Bohemian weddings featuring brides in flower crowns and goddessy robe dresses dominated the bridal space over the past decade in a trend that already — before 2019 has even officially wrapped — seems quintessentially, cringe-worthily 2010s.

A telling sign that the trend will be left behind in the decade that gave birth to it? One of if its most recognizable pioneers is now divorced.

“Cool wedding culture — I’m proud to say, I think I was the pioneer of that space,” Molly Rosen Guy, the writer and designer who founded bohemian wedding dress retailer and lifestyle brand Stone Fox Bride in 2012, told the New York Times.

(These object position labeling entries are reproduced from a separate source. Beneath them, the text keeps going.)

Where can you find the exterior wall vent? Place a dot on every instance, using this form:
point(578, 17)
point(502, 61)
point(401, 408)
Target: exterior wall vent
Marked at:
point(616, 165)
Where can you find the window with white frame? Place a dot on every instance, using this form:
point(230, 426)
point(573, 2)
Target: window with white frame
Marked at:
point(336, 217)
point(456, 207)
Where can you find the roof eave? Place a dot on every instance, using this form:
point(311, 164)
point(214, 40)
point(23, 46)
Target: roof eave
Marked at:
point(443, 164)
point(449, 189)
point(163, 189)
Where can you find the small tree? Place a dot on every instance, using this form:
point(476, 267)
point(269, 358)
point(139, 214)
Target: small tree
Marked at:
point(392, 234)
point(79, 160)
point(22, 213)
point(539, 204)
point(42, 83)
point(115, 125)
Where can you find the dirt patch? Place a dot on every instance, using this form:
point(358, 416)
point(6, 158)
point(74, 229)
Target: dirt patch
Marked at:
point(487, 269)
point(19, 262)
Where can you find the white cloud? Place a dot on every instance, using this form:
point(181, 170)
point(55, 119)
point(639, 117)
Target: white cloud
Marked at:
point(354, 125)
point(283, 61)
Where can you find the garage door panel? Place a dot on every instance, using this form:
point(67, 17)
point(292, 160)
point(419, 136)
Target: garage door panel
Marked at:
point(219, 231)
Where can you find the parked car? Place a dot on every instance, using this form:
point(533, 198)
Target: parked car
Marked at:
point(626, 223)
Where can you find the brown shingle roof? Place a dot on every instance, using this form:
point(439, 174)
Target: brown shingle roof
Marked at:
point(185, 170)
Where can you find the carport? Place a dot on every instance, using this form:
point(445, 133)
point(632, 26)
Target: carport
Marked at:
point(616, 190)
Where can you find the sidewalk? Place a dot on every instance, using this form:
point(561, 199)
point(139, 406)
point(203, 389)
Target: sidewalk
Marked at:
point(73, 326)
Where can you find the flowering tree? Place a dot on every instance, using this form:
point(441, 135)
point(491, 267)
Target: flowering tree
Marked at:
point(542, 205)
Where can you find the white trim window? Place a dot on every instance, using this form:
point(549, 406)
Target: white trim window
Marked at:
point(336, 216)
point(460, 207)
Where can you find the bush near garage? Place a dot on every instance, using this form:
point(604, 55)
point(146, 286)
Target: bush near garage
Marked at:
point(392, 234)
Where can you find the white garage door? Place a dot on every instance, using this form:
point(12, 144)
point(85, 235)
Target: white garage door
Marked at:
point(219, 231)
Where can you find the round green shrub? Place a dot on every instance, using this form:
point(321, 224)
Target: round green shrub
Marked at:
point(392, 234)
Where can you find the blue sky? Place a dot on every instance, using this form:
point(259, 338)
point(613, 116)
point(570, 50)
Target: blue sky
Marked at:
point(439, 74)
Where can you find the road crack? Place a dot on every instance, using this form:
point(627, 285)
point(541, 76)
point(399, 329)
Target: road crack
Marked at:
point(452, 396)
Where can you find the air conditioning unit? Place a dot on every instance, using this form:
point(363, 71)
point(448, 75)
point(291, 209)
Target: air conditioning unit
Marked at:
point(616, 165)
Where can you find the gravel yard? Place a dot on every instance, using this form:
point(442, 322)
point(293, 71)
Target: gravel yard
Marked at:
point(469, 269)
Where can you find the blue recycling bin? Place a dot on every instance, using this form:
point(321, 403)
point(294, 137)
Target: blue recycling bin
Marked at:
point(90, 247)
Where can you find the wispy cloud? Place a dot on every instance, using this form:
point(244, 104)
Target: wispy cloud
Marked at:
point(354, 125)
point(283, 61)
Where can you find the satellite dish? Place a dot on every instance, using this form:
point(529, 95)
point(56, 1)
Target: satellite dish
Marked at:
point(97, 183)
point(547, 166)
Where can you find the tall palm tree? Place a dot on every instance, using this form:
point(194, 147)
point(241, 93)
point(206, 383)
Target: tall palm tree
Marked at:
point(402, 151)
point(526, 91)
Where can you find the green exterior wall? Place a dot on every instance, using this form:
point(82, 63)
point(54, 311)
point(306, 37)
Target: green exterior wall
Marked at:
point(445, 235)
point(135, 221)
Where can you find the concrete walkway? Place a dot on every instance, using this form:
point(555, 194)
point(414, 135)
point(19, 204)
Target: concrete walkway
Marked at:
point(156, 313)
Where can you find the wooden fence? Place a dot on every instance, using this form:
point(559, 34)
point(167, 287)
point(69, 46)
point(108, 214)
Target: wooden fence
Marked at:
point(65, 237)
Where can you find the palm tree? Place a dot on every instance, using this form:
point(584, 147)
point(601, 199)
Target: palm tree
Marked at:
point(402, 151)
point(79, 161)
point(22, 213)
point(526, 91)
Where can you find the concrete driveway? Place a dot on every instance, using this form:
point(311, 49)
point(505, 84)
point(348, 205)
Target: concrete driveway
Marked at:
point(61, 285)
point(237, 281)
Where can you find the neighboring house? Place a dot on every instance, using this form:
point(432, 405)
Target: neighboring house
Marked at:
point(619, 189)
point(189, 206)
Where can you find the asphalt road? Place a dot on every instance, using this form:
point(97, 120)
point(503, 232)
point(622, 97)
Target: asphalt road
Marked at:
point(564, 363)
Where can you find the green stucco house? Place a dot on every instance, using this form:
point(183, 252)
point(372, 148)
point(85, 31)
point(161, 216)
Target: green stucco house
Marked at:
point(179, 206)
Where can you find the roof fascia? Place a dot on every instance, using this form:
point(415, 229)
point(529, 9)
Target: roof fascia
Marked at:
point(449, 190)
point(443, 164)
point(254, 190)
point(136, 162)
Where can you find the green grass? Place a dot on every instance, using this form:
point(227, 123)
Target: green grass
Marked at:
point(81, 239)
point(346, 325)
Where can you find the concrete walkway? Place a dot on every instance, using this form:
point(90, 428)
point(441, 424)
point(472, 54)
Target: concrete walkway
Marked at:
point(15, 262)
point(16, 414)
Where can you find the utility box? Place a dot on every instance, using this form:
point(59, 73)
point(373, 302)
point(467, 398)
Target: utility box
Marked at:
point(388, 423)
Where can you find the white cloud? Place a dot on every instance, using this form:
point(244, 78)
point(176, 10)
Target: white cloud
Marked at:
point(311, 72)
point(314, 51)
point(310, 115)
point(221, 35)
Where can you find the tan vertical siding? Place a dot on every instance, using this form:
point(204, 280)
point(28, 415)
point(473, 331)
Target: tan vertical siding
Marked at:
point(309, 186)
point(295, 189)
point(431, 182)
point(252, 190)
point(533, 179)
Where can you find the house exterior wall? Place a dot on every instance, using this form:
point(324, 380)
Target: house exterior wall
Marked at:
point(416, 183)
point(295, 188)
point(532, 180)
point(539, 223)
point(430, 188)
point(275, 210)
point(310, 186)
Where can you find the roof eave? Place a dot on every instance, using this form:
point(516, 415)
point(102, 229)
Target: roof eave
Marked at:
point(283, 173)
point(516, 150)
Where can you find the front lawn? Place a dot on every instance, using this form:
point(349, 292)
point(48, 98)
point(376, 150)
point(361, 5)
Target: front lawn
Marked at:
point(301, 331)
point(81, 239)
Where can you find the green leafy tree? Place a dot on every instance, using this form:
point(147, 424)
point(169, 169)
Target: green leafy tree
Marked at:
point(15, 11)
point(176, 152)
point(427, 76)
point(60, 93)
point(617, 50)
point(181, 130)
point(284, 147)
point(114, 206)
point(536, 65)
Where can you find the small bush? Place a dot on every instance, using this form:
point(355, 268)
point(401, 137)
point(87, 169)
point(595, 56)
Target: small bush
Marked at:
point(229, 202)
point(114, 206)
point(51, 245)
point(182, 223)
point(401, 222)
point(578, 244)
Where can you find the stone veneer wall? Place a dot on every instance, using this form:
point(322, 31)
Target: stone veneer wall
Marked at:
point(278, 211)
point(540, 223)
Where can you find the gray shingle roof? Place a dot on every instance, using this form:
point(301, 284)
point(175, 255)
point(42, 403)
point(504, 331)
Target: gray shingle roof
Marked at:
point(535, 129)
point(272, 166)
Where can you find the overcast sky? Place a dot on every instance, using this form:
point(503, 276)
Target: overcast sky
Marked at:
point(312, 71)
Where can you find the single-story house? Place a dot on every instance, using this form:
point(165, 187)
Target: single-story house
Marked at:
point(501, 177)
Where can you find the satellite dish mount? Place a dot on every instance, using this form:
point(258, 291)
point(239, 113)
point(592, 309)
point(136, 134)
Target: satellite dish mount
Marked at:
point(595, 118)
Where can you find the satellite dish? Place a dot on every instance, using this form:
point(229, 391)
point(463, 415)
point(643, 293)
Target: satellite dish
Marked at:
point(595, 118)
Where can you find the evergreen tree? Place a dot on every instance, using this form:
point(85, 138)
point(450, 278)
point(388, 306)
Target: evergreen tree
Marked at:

The pricey New York-based retailer outfitted many a boho-chic bride in the signature robe gowns, flower crowns and chiffon belts of the day, even providing the dress Girls’ Allison Williams wore when her character got married in one of the most iconic media representations of the trend. The brand’s Instagram account amassed over 100,000 followers, turning Guy and her brand into the face of the boho wedding trend.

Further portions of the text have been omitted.